Disney’s rivals are eyeing the lucrative $5.15 monthly subscription fee that ESPN can command for each customer, according to media consultant SNL Kagan, the highest among cable channels. Fox Sports North, the most lucrative of the 12 Fox regional sports channels tracked by SNL, collects $3.68 a month for each subscriber.

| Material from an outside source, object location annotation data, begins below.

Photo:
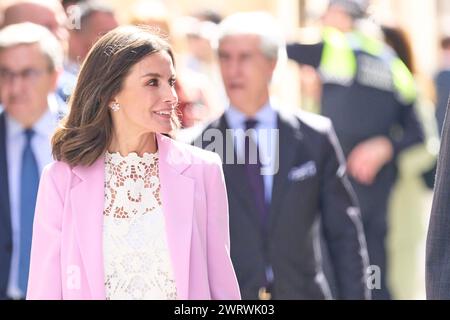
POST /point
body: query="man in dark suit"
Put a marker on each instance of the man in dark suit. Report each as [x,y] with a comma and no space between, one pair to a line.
[285,176]
[30,60]
[438,240]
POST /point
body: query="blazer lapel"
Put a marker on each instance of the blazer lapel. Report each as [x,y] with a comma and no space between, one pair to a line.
[87,199]
[177,195]
[289,143]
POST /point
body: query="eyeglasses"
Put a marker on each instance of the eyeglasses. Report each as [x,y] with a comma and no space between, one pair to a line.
[27,75]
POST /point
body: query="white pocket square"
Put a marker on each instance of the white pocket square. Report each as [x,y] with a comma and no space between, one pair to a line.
[306,170]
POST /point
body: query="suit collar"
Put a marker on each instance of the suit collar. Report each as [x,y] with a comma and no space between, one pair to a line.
[289,149]
[88,204]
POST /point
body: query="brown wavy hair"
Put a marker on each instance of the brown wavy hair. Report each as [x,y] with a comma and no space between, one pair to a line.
[86,132]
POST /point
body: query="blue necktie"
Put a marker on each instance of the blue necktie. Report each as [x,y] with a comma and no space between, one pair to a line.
[254,175]
[29,183]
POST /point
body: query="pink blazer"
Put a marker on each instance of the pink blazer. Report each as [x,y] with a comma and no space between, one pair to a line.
[67,248]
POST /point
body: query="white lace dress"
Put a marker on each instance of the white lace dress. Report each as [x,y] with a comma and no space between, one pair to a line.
[136,255]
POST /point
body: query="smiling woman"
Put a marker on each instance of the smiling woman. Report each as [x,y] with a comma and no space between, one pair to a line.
[110,222]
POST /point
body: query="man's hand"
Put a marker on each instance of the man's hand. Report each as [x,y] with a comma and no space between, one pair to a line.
[368,157]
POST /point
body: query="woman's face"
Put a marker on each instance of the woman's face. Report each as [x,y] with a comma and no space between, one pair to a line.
[148,99]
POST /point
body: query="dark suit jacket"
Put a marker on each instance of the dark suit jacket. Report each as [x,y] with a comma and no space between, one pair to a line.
[292,247]
[438,239]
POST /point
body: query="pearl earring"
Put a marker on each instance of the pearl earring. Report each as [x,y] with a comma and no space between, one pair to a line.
[115,106]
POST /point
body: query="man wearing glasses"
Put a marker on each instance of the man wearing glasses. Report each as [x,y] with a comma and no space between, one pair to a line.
[30,60]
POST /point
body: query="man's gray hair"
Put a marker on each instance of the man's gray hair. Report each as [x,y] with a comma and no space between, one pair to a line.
[30,33]
[256,23]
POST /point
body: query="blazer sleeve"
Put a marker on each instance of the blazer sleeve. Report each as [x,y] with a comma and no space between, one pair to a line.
[437,275]
[44,280]
[342,224]
[222,278]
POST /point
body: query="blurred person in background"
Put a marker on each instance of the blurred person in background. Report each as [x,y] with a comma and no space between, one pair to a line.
[30,60]
[111,222]
[442,82]
[47,13]
[196,100]
[274,217]
[411,196]
[96,18]
[437,268]
[368,93]
[201,58]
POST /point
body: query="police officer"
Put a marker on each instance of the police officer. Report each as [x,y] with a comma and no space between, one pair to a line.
[368,93]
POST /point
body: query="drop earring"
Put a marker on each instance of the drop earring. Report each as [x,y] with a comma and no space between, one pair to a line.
[115,106]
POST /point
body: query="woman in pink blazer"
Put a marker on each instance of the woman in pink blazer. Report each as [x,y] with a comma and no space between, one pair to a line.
[126,212]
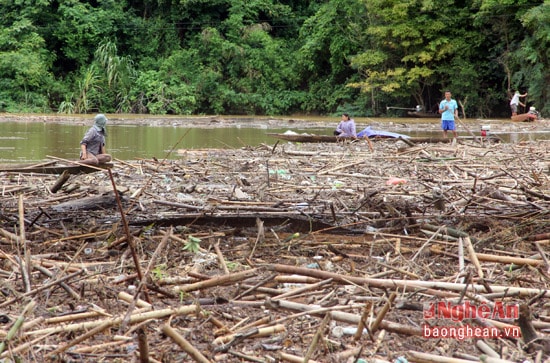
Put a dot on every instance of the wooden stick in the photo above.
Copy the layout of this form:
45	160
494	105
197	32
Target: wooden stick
60	181
382	314
294	358
486	349
135	318
257	332
317	337
394	284
343	316
419	357
473	256
217	281
66	287
18	323
124	296
220	256
98	329
184	344
40	288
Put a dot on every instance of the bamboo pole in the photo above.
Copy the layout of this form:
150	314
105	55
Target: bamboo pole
419	357
195	354
403	284
256	332
135	318
217	281
473	256
18	323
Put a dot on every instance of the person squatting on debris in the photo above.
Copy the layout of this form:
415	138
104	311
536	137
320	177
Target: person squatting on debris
533	111
346	127
92	146
448	108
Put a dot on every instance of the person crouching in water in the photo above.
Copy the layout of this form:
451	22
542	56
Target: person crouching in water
92	146
346	127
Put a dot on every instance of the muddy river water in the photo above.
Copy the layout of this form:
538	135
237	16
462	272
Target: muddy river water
130	138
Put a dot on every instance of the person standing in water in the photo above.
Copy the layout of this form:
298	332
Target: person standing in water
92	146
448	108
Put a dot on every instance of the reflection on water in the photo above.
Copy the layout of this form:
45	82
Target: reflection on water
35	141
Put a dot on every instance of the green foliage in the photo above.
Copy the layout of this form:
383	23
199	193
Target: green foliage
271	57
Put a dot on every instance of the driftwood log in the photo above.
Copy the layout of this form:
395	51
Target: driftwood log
289	252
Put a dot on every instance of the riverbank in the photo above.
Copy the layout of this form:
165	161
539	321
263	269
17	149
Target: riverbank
277	251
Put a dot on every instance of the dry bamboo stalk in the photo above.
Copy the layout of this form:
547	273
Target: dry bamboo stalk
294	358
543	255
60	181
66	287
382	314
257	323
473	256
40	288
394	284
135	318
10	236
317	337
419	357
124	296
295	279
341	316
302	289
217	281
352	352
336	168
143	345
26	267
460	258
72	317
259	332
98	329
22	347
97	347
486	349
508	259
18	323
77	237
361	325
184	344
220	257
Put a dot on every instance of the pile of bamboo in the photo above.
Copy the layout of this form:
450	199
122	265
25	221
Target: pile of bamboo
285	252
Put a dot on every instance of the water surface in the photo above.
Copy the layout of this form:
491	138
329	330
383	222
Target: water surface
22	142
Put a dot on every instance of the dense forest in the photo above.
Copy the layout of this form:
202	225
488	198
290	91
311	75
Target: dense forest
269	57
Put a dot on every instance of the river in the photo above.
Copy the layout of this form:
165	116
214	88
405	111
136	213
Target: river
22	142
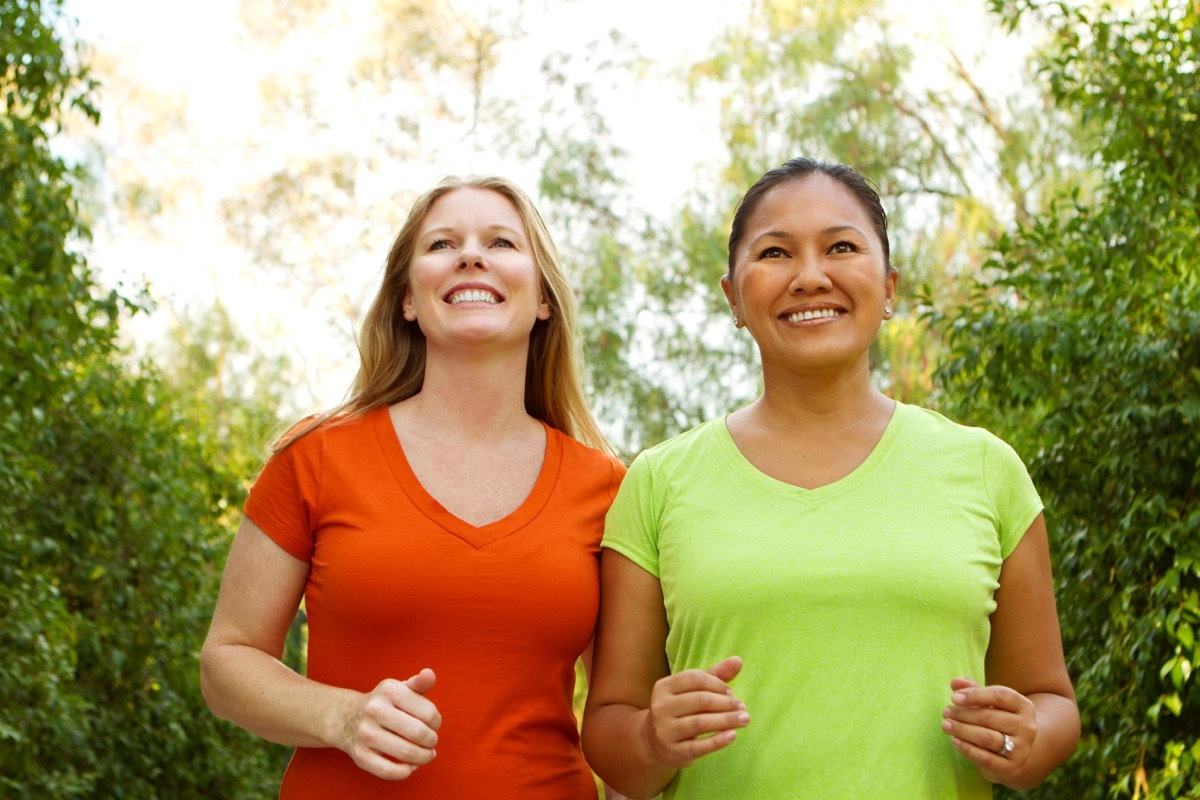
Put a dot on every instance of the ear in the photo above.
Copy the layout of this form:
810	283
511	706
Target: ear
731	296
407	306
889	286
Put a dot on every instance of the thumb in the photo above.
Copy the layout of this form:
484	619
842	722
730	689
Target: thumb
726	669
959	684
421	681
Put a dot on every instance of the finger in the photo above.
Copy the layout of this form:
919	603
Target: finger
399	749
694	680
987	756
726	669
963	683
383	767
985	716
423	681
694	703
400	696
999	697
693	749
701	725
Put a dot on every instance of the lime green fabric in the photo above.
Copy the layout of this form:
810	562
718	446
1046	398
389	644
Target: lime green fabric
852	605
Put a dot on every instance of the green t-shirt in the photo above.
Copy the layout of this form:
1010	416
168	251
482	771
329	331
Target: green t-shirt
852	605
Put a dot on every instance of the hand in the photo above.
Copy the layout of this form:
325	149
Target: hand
690	704
979	717
393	729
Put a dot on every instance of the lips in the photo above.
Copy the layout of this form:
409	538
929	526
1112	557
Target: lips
811	313
477	293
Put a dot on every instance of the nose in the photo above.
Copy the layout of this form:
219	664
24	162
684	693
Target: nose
472	256
810	275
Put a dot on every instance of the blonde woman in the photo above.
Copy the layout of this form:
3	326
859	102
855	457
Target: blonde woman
443	527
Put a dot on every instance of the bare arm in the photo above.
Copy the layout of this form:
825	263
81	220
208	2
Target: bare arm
389	732
641	723
1029	696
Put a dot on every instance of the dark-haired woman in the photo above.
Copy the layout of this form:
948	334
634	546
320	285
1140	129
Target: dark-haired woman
827	593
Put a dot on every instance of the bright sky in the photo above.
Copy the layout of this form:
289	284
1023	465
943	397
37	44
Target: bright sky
193	49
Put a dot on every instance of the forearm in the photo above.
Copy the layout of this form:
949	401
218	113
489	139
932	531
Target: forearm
259	693
615	743
1057	735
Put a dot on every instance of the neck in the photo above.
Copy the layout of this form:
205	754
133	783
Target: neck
827	403
472	394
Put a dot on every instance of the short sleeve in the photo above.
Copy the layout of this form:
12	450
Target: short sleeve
631	527
283	499
1013	495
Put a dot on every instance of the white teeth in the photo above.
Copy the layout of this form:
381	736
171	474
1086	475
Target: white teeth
801	316
472	295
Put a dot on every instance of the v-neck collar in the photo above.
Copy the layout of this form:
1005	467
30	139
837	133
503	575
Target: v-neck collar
735	457
477	536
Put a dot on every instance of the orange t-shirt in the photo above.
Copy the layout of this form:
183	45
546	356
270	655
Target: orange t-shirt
501	613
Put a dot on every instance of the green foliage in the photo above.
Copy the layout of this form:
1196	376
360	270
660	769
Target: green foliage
1084	349
107	503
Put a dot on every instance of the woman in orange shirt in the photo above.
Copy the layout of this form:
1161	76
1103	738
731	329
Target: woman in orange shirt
443	527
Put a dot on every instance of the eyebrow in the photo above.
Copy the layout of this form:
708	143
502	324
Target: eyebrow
832	230
493	228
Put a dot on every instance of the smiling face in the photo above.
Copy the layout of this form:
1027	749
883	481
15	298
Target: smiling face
473	277
810	278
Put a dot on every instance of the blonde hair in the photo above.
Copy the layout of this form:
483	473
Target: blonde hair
391	349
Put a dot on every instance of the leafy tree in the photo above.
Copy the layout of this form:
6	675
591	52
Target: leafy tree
107	504
1084	349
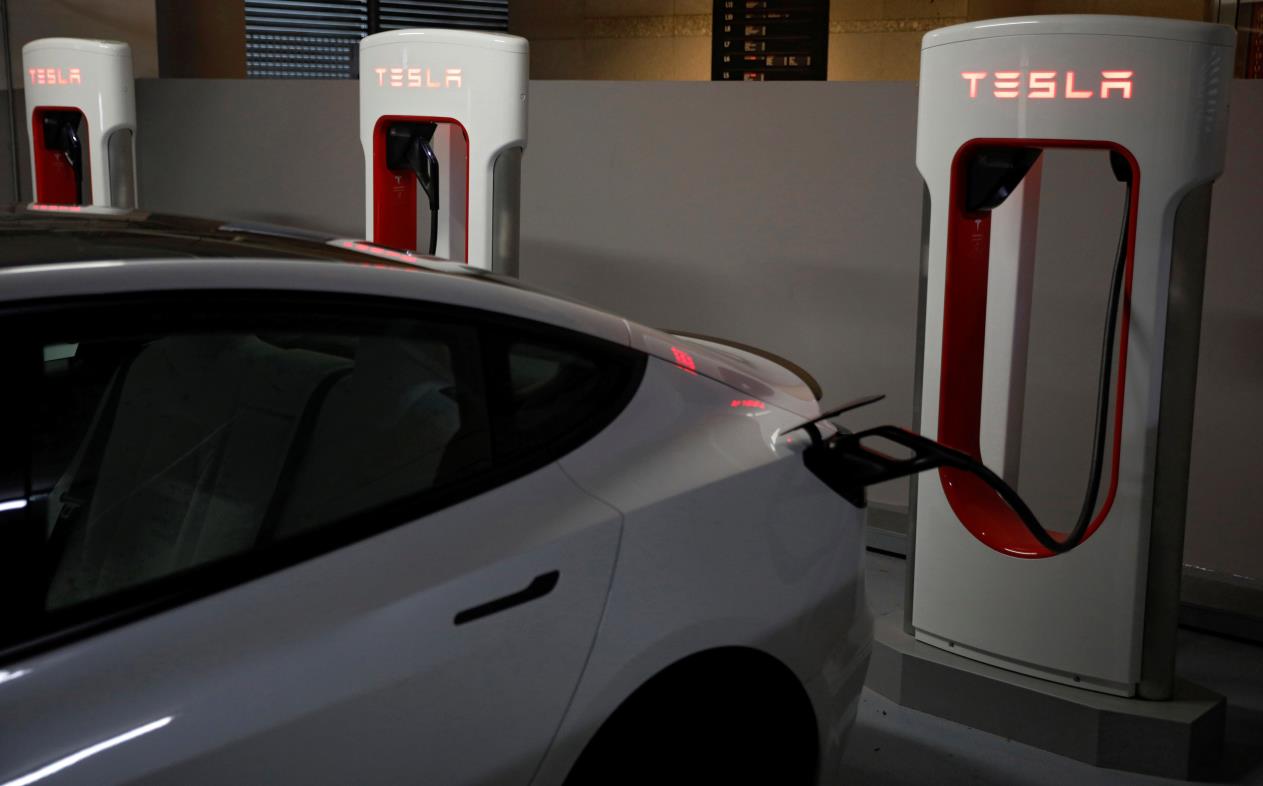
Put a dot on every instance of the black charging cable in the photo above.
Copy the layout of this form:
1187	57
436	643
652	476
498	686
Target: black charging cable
409	147
849	468
61	133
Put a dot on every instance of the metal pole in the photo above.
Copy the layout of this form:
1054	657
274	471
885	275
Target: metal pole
13	100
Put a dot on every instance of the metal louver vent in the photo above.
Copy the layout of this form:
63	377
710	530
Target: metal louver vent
303	38
461	14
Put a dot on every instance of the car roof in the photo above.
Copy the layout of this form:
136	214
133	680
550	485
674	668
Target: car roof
57	252
54	234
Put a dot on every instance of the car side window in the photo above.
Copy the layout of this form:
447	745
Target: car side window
183	444
161	453
560	392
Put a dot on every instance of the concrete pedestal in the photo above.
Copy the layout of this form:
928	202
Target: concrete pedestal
1177	739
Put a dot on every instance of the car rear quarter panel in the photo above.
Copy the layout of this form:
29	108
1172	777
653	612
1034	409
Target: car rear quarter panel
728	541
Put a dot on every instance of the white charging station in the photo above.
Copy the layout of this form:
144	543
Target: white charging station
81	114
1153	92
445	113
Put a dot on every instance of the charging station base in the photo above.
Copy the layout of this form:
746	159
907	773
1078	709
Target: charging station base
1180	738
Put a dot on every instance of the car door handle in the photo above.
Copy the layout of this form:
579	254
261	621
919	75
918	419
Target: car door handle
539	586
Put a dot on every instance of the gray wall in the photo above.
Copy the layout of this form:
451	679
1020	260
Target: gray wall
781	215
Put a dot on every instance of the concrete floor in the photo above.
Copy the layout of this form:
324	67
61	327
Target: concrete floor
894	746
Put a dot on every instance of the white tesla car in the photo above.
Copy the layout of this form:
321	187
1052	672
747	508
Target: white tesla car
302	509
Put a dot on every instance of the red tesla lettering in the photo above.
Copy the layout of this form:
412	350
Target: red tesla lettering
1070	87
974	78
1117	80
1042	85
1007	84
683	359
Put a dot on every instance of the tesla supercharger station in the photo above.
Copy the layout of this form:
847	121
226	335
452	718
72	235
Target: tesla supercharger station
81	111
443	126
1093	605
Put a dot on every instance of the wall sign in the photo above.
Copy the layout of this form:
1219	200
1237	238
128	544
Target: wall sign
757	41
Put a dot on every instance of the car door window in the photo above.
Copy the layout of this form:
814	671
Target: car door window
169	449
187	442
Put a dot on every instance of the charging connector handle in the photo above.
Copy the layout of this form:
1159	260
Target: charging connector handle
61	133
408	148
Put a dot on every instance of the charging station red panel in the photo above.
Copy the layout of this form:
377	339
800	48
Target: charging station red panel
960	402
56	180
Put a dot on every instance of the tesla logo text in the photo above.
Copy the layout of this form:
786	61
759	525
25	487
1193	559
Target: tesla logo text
417	77
54	76
683	359
1047	84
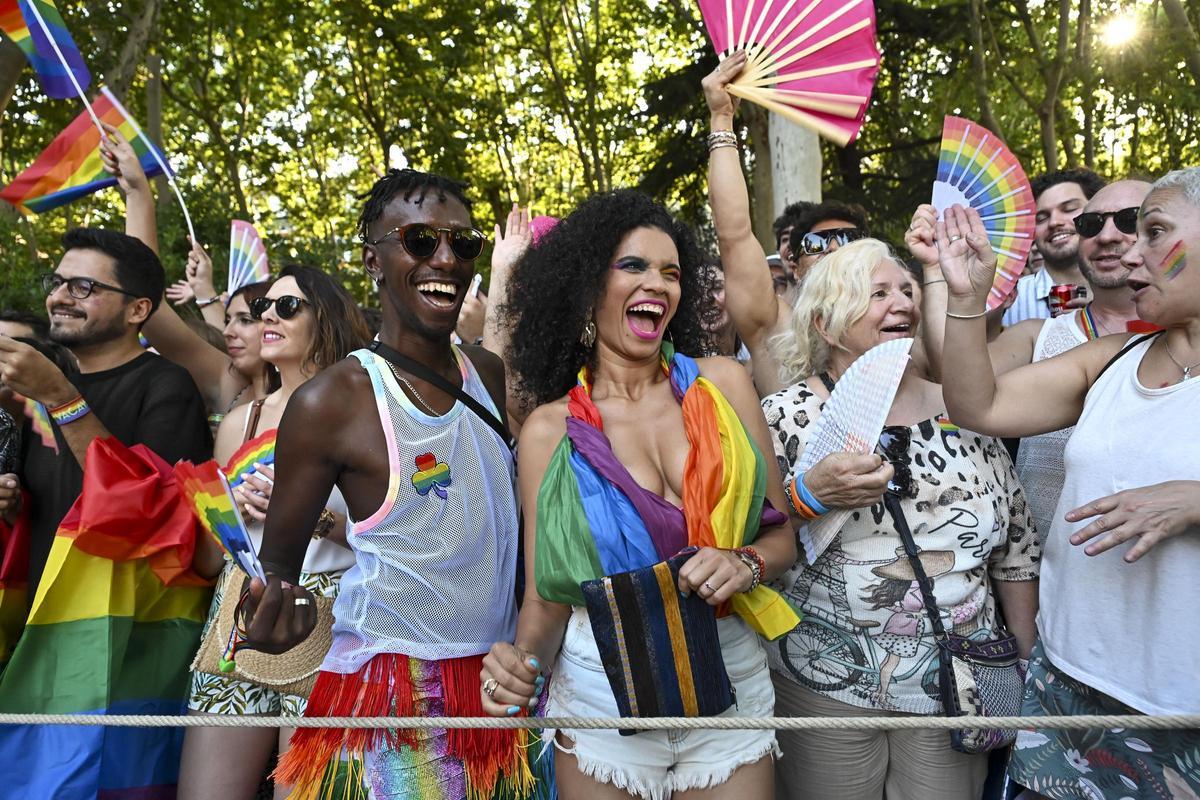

“The problem is that there just aren’t many more high-profile sports (rights) out there,” said former NBA Television and New Media Ventures President Ed Desser, whose Los Angeles-based consultancy advises on sports rights deals. “Most of them are spoken for, so when one comes up, there’s the possibility of an overheated bidding market.”

The YES deal follows Time Warner Cable Inc’s acquisition last year of the rights to carry the Los Angeles Lakers basketball games for the next 20 years for $3 billion.

Time Warner’s LA-based SportsNet said it intends to bid on a contract to carry Los Angeles Dodgers’ games if Fox Sports cannot reach an agreement to extend its contract during an exclusive negotiating period that ends in a few weeks. That TV deal is expected to cost $3 billion or more, industry experts said.

The scramble for regional sports networks reflects the broader competition playing out in the national and international sports markets as well.

On the national level, Fox and Turner Broadcasting signed an eight-year broadcast deal with Major League Baseball worth up to $7.4 billion in October. And in early November, Comcast Corp’s

NBC won the rights to air England’s Premier League soccer, reportedly offering three times more than what Fox had been paying.

Media companies justify the sharply higher sports costs by charging cable and satellite operators more to carry the channels, arguing that local teams have rabid followings and viewers are more likely to watch games live than record them on DVRs for viewing later.

In new contract talks, Fox plans to negotiate higher carriage fees for YES, which currently charges $2.99 a month per subscriber, a source told Reuters. Some of YES’s biggest carriage agreements expire in the next 18 months, including ones with Time Warner Cable and Comcast, according to the source.

But there are limits to fee increases. Despite holding the Lakers’ broadcast rights, Time Warner Cable was unable to get satellite operator DirecTV, the largest pay-TV operator in Los Angeles, to pay the $3.95 monthly charge it demanded for every subscriber. DirecTV agreed to pay an average of only $3.40 per subscriber, said two people with knowledge of the deal.

A DirecTV spokesman declined to comment, as did a Time Warner spokeswoman.

Rumours are rife about other potentially large deals on the horizon.

SportsCorp Ltd president Marc Ganis, who advised the Yankees in the past on several issues, said he heard the New England Sports Network, which is owned by baseball’s Boston Red Sox and the Boston Bruins hockey franchise, could be up for sale, along with the Red Sox franchise. Another potential target could be Altitude Sports & Entertainment, which provides Colorado Rockies and Denver Nuggets games to 3.1 million homes, he said.

A spokeswoman for the Red Sox, however, said its owner John Henry is not looking to sell the team or “any part of Fenway Sports Group including NESN.” And Jim Martin, chief executive of Kroenke Sports and Entertainment, which owns Altitude along with several Colorado sports teams, said the company was not interested in selling.

Fox, Comcast and Time Warner Cable are potential bidders for anything that comes on the market, aiming to chip away at ESPN’s dominance. Comcast runs the 24-hour NBC Sports Network and has 13 regional channels, according to SEC filings. Fox, which has 20 regional channels, is expected to launch its own national sports network next year.

“Everyone is either making a serious run at competing against ESPN, or taking a serious look at making a serious run,” said former Viacom Inc and Universal Studios CEO Frank Biondi, who is a board member and investor in the Tennis Channel.

ESPN is estimated to generate more than $8 billion a year in fees and ad sales, according to SNL Kagan. Bernstein Research valued ESPN at $66 billion on Tuesday, which would be equivalent to three quarters of Disney’s market value of $87 billion.

Biondi said the Tennis Channel would likely be up for sale down the road.